End up looking not so different as before.  Neat lockdown-proof bob. Have retained a good hair colour for my sixties, ash but not grey. Mirror kind but face well-worn.

On the way back to the car buy savoury roll for lunch and a brownie for later, and fresh bread from the bakery. Head home. Driving back notice how effervescent green the oaks are becoming.  After lunch and a rest spell on yoga mat, finish tidying up the lawn edges.  Still looks wild but with some definition.  Compost bin not full up enough for collection tomorrow.

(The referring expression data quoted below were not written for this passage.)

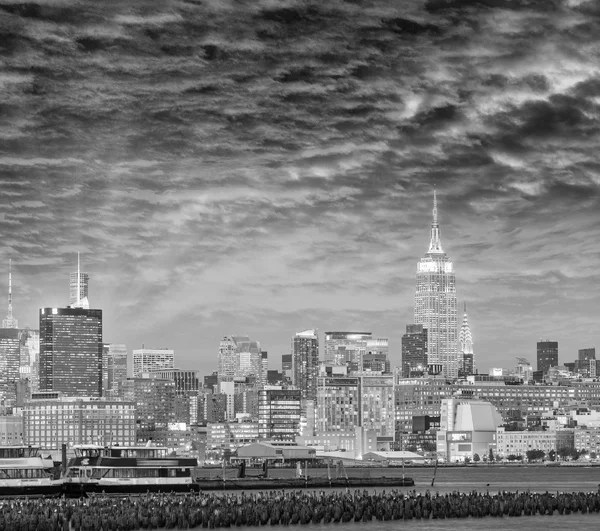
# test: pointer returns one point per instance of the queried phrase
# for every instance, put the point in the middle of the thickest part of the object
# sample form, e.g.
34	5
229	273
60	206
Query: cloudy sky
262	167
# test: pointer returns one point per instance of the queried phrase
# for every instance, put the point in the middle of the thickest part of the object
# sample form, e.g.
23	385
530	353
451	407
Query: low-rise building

Watch evening news. Rustle up a meal from the fridge – left over broccoli, red cabbage, new potatoes, and salt beef, and some red wine – unusual for me mid-week. Eat the brownie for pudding, with lemon and ginger tea.  Watch documentary on the menopause (Davina McCall).  Wonder if I could have been helped in my 40s and 50s with HRT and good advice. Too late now.

Before bed finish diary notes, take blood pressure readings again. Turn in about 11.15 pm tired but happy. Really do like writing. Take a few puffs of asthma inhaler and some painkillers Oh, and clean my teeth.